A debate followed to discuss the social, economic and political impact
of free software. Among the many interesting topics that were treated,
it surprised me an analogy of the Anonymous' deeds with a former hacker
group named CCC (I didn't jot down what the acronym stands for, though),
which revealed some sensitive information that the USSR had hidden and
prevented the 4 reactors of the Chernobyl nuclear plant from beginning
a fusion chain reaction. God bless those hackers!
Similarly, the speakers raised
the interest of monopolies in the spreading of software piracy, which is
used as a "drug" to retain users. There was also a reference to some
study that shows that piracy actually does not harm authors. So what's
the fuss about piracy in the end? By the way, the SGAE has just been
prosecuted for embezzlement of funds (see
this and
this).
In the afternoon, a series of technical presentations followed. Pere
Urbon introduced NoSQL, which are unstructured DBMSs that
relax the ACID properties. He pointed out their ability to scale
horizontally and their ease of replicability and distribution, at the
expense of weaker consistency. Next, Albert Astols presented the modus
operandi of the KDE translator community, with all the details about
the .pot files and their management. Marc Palol followed with cloud
computing as the future new paradigm of FLOSS communities. He centred
his speech around Hadoop (the free implementation of Google's MapReduce)
as an example of distributed computing platform. Finally, Israel Ferrer
talked about the greatnesses of Android wrt former mobile
platforms like JavaME, but admitted its excessive fragmentation with so
many official releases and the device manufacturer's own refinements. I did
find the Intents
(abstract descriptions of operations to be performed) ability very
ingenious, though.
Post 46
Robotics at La Salle with Prof. Chris Rogers
28-Jun-2011
Professor Chris Rogers, from
Tufts University, gave a speech promoting creativity and innovation with
pre-college engineering education, a kind of mirror talk wrt
his probably more
renown Talk at
Google entitled "LEGO Engineering: From Kindergarten to College".
Although I've traditionally been more keen on using Meccano (it's more
heavy metal), I must
admit that LEGO is astonishing (it's lighter and it doesn't oxidise),
especially regarding the more "technical track"
available with the use of the NXT microcontroller. Truly enticing.

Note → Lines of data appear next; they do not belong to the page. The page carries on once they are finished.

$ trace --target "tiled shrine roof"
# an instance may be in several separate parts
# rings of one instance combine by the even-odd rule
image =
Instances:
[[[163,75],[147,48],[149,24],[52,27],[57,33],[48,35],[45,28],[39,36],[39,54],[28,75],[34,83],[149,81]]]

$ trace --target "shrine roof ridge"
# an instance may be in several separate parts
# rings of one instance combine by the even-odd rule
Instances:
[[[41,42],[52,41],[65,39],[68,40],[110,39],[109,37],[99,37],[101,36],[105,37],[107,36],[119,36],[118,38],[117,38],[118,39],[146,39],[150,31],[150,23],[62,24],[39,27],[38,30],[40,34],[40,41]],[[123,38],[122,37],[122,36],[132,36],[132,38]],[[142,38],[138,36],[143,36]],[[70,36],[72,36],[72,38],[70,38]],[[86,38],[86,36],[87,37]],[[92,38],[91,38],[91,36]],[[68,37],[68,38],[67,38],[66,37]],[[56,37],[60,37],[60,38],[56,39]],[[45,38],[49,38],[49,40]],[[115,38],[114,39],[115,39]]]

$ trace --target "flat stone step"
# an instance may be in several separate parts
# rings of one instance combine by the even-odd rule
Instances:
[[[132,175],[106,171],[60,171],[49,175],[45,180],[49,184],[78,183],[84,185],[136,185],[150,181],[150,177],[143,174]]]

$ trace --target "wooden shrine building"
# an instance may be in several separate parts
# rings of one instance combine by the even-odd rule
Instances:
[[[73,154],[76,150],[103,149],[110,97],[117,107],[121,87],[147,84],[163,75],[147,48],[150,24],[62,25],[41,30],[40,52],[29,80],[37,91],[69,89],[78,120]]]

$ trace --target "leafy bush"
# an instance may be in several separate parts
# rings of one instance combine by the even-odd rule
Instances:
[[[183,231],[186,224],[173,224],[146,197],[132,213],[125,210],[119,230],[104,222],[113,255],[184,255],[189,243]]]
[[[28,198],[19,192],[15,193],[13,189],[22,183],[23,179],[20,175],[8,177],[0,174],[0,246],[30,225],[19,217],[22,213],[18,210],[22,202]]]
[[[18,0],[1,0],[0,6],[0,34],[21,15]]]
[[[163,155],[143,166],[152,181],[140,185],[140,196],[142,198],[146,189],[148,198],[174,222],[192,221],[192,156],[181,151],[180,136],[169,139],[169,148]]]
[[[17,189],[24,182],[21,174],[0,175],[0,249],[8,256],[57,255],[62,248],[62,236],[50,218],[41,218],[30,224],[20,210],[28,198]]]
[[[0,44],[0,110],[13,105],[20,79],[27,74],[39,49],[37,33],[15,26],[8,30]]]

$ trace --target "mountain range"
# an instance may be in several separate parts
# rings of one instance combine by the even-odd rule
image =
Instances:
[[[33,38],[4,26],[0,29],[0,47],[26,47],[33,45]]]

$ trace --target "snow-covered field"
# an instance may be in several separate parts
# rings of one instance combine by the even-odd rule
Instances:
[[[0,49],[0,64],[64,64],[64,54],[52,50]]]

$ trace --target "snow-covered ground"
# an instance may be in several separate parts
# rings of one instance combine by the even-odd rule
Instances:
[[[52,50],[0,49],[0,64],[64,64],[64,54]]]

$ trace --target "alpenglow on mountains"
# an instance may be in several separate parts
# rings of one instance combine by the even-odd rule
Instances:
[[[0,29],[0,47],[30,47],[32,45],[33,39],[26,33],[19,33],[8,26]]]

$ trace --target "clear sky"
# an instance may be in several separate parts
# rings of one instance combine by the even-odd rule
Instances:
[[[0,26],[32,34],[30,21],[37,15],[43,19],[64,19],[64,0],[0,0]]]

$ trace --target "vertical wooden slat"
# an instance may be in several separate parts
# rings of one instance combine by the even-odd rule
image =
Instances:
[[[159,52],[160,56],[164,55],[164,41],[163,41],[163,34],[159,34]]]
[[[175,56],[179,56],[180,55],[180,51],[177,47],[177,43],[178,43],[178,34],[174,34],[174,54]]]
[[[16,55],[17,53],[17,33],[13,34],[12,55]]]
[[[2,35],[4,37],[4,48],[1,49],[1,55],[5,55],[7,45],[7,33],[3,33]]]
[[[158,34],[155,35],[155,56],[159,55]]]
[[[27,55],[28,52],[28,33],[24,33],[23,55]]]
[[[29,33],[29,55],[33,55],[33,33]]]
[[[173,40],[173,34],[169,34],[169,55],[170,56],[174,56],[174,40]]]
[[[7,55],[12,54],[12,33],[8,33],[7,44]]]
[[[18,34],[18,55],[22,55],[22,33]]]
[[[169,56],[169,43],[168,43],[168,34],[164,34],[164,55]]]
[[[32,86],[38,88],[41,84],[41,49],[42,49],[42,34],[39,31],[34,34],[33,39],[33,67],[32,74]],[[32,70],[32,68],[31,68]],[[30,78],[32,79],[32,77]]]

Prof. Rogers makes use of robotics (as an integrating engineering
field) to teach a wide range of students considering the level of
their school science subjects. Indeed,
a Segway built out of LEGO pieces
is a remarkable feat of engineering by itself, with all the control
theory underneath. And this might even go further, say,
if pneumatics had a role
in the play (despite not being considered in his speech, they are also
available from LEGO, with the compressors, pistons, valves and so on). Surely
we all remember studying the Industrial Revolution through the steam engine.
So it's like those beautiful
Stuart Models (long live
steampunk), in plastic, and with electronic
control to play with. It's amazing. Definitely,
microbotics is the new (geek)
hobby of the 21st century.
And always bear in mind that a Tux Droid
never dies!
Post 45
Free software needs free speech
07-Apr-2011
I just wanted to echo
this
recent encouraging post to contribute to speech-related free software apps.
It discusses the benefits of contributing to such FLOSS applications, which
not only need good coders, but also big amounts of recorded speech data to
train the acoustic models.
The recordings requested a while ago
(see Post 36)
for Spanish are still being processed and no results are yet available.